Le dossier à charge contre Vishnu Lutchmeenaraidoo est des plus solides. Qu’il soit remanié, voire éjecté du gouvernement, maintenant ou plus tard, ne sera donc nullement une surprise. Pour des raisons multiples…

Déphasage. Celui qui promettait un miracle dit qu’il ne peut faire de magie. Celui qui doit jongler avec les chiffres explique qu’il ne croit pas en eux. Celui qui a la tâche de régler les problèmes pratiques prend tellement de hauteur jusqu’à se perdre dans les nuages. Le mandat de Lutchmeenaraidoo aux Finances est fade jusqu’ici. Les indicateurs économiques en témoignent. Le désintérêt relatif du grand public pour le personnage aussi. Occupé à ne pas préparer un Budget alors que le précédent a été oublié en à peine une semaine. Mais aussi obnubilé par l’idée de faire champignonner plus d’une dizaine de smart cities à travers l’île quand les experts indépendants pensent que seuls deux, voire trois pourraient éventuellement voir le jour.

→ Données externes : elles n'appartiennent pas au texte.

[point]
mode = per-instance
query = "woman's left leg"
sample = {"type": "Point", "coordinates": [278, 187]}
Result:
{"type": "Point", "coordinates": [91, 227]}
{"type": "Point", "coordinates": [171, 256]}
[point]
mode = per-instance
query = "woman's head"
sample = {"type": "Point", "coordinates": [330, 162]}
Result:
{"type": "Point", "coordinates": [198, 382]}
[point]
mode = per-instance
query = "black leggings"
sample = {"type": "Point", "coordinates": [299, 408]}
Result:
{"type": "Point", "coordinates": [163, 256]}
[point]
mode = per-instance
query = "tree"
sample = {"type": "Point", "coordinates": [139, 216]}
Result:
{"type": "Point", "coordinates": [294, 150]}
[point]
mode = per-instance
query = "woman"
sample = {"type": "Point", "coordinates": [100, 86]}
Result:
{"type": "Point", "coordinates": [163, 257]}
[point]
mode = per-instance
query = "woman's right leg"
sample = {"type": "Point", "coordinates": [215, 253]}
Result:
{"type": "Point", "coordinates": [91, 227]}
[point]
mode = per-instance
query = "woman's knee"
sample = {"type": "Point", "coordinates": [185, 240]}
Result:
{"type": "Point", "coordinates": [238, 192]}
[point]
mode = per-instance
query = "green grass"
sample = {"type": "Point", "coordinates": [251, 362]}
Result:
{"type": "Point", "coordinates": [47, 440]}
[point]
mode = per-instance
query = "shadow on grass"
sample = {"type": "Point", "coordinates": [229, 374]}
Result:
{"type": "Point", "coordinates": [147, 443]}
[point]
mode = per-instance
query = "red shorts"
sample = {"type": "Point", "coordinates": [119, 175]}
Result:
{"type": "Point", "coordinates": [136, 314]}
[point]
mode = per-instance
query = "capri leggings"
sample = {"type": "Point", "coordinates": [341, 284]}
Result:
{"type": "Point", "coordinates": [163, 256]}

Ciblage. Le ministre des Finances a beau avoir quelques amis sur les bancs de l’opposition, celle-ci semble résolue à faire de lui une cible de choix à la prochaine rentrée parlementaire. Performance économique, projets bancals, une MauBank branlante : Vishnu Lutchmeenaraidoo pourrait bien constamment être sur les charbons ardents au Parlement à partir du 29 mars. Paul Bérenger, loin d’épargner son ancien camarade de parti, pourrait même bien se mettre en tête de démontrer qu’il est tout, sauf à sa place, aux Finances.

Comparaison. Bhadain est un taureau fonçant sur tout ce qui bouge. Lutchmeenaraidoo, un dromadaire capable de traverser un désert sans se presser. Or, le premier, en permanence dans l’action, a semblé tirer vers lui le centre de gravité économique du gouvernement. Sur tous les fronts, Bhadain annonce des projets, initie des collaborations et négocie (parfois mal) tandis que Lutchmeenaraidoo donne désespérément l’impression de ne gérer qu’un quotidien morne. Au moment où le pays semble avoir besoin d’idées et de dynamisme, l’actuel ministre des Finances ne semble disposer ni de l’un, ni de l’autre. Alors que les mêmes éléments sont en trop-plein chez Bhadain.

Affaire. Puis, il y a ce prêt de 1,1 million d’euros contracté par Lutchmeenaraidoo à la SBM (depuis, il a affirmé qu’il n’a emprunté que 400 000 euros). Ce n’est pas le taux d’intérêt de 1,5% sur un prêt en euros qui pose problème. Mais les conditions dans lesquelles le ministre des Finances a bénéficié de cette facilité bancaire. Et plus précisément, s’il a joui d’un traitement spécial, comparé à d’autres clients de la banque. Notamment par rapport à l’absence de garantie offerte. Le ministre des Finances ne peut se contenter de dire que toutes les règles ont été respectées. Il doit s’expliquer. Notamment en indiquant à quelles activités d’investissement il s’adonne et avec quelle plus-value attendue.

Roshi et Vishnu sont sur un bateau. Ne nous inquiétons pas de qui tombe à l’eau. Tant que celui qui reste au sec est compétent, dynamique et intègre.